Athletes are competitive in nature, with some stretching their abilities past legal limits by taking steroids, finding shortcuts, or playing dirty, however, a new study suggests that having rivals are the key to optimal performance. A New York University (NYU) researcher spent six years evaluating 184 mid- to long-distance races, and saw over and over again that runners ran better when their rivals were their competition.

"Take the rivalry between Andre Agassi and Pete Sampras. They have held exhibition matches for charity in recent years, and despite the fact that both players have long been retired and that the outcomes of these matches carry no financial stakes, they are fiercely competitive with each other," said Gavin Kilduff of NYU’s Stern School of Business in a press release. "I would argue that this is due to the longstanding rivalry relationship between these two, which encompasses their long history of competing against each other."

Kilduff looked at the races over the six years. When runners with similar times, and who had run against each other often enough to be considered rival competitors, lined up at the starting line together, their times were personal bests. "I suspected that rivalry might have very different consequences from the kind of coerced laboratory competition that characterized most prior research,” Kilduff said.
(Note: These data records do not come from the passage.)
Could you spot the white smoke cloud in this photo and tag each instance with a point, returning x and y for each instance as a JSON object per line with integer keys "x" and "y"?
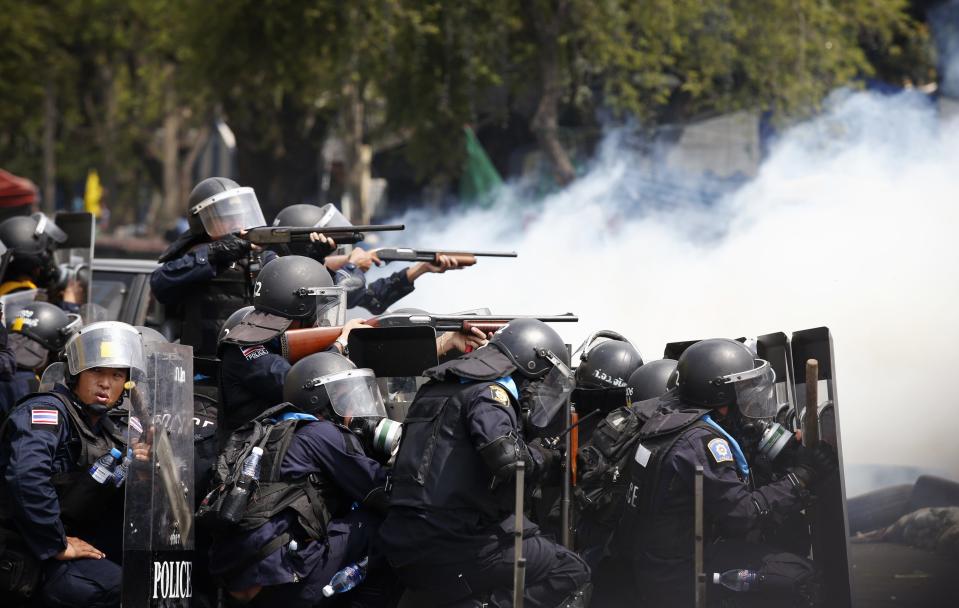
{"x": 851, "y": 223}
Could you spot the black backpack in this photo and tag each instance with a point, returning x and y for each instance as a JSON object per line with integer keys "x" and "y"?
{"x": 309, "y": 496}
{"x": 603, "y": 466}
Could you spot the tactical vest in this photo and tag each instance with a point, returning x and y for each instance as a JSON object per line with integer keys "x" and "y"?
{"x": 437, "y": 466}
{"x": 83, "y": 501}
{"x": 205, "y": 307}
{"x": 312, "y": 497}
{"x": 668, "y": 532}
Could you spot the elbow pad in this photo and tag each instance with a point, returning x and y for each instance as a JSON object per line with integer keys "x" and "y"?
{"x": 501, "y": 455}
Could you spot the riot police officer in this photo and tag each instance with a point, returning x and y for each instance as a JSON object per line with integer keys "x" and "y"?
{"x": 31, "y": 242}
{"x": 381, "y": 293}
{"x": 448, "y": 534}
{"x": 69, "y": 522}
{"x": 290, "y": 292}
{"x": 38, "y": 332}
{"x": 207, "y": 272}
{"x": 724, "y": 396}
{"x": 321, "y": 496}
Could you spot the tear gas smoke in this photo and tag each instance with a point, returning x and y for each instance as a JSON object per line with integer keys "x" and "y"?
{"x": 850, "y": 222}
The races ranged from three to 21 kilometers (1.8 to 13 miles), but most were 5k races, which is a very popular distance for amateur to trained runners. The research also found throughout these distances that past races stood as a motivating factor for future races. "I think some people may find it surprising that runners actually pick one and another out at these kind of races but my experiences speaking with them suggests they indeed do," Kilduff said.
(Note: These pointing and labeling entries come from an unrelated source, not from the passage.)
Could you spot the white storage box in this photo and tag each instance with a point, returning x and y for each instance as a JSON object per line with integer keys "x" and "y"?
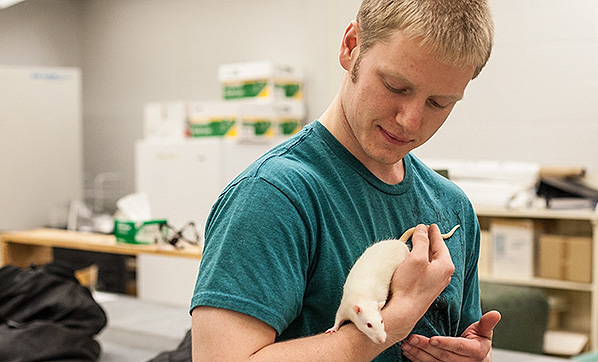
{"x": 513, "y": 248}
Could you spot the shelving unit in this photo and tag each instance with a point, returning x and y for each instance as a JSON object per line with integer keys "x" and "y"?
{"x": 581, "y": 314}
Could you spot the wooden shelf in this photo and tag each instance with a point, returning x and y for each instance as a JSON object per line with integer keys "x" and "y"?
{"x": 540, "y": 282}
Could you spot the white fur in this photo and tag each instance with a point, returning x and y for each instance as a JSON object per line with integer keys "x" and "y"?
{"x": 367, "y": 286}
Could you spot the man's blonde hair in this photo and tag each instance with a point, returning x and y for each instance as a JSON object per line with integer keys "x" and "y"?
{"x": 459, "y": 32}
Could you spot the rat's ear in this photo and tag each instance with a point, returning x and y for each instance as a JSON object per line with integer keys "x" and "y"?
{"x": 357, "y": 309}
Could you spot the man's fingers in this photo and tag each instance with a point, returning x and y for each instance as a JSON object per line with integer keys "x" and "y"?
{"x": 420, "y": 241}
{"x": 487, "y": 323}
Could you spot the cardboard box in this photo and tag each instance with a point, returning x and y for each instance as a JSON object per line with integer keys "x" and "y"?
{"x": 565, "y": 258}
{"x": 260, "y": 80}
{"x": 551, "y": 256}
{"x": 212, "y": 119}
{"x": 578, "y": 264}
{"x": 513, "y": 248}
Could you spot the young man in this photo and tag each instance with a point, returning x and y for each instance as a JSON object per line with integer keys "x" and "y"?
{"x": 282, "y": 237}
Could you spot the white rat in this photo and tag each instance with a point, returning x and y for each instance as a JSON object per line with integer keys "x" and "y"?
{"x": 367, "y": 286}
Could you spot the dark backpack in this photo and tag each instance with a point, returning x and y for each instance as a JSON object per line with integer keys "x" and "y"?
{"x": 46, "y": 315}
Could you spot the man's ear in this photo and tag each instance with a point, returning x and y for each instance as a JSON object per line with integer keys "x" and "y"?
{"x": 349, "y": 45}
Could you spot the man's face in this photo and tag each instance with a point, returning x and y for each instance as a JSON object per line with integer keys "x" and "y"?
{"x": 398, "y": 99}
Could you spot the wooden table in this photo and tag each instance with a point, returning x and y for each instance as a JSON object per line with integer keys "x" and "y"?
{"x": 22, "y": 248}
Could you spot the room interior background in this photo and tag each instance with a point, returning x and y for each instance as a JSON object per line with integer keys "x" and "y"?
{"x": 533, "y": 102}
Competition inspires motivation to work harder toward becoming a better runner, but it may also make people more prone to unethical or risky behavior in order to outperform a rival, Kilduff cautioned. Taking performance enhancing drugs, also known as doping, includes the use of human growth hormones, creatine, and anabolic steroids, and gives athletes an edge that leads to questionable fairness. Drug use could lead to permanent baldness, testicle shrinkage, severe acne, liver abnormalities, and tumor development, according to Mayo Clinic.

"How we behave in competition situations depends on our relationship and history of interaction with our opponent," Kilduff said. "This suggests that we may be able to boost our own levels of motivation and performance by either forming rivalries or harnessing the ones we already have. It might also get us to think about whether other individuals in our lives may view us as their rivals."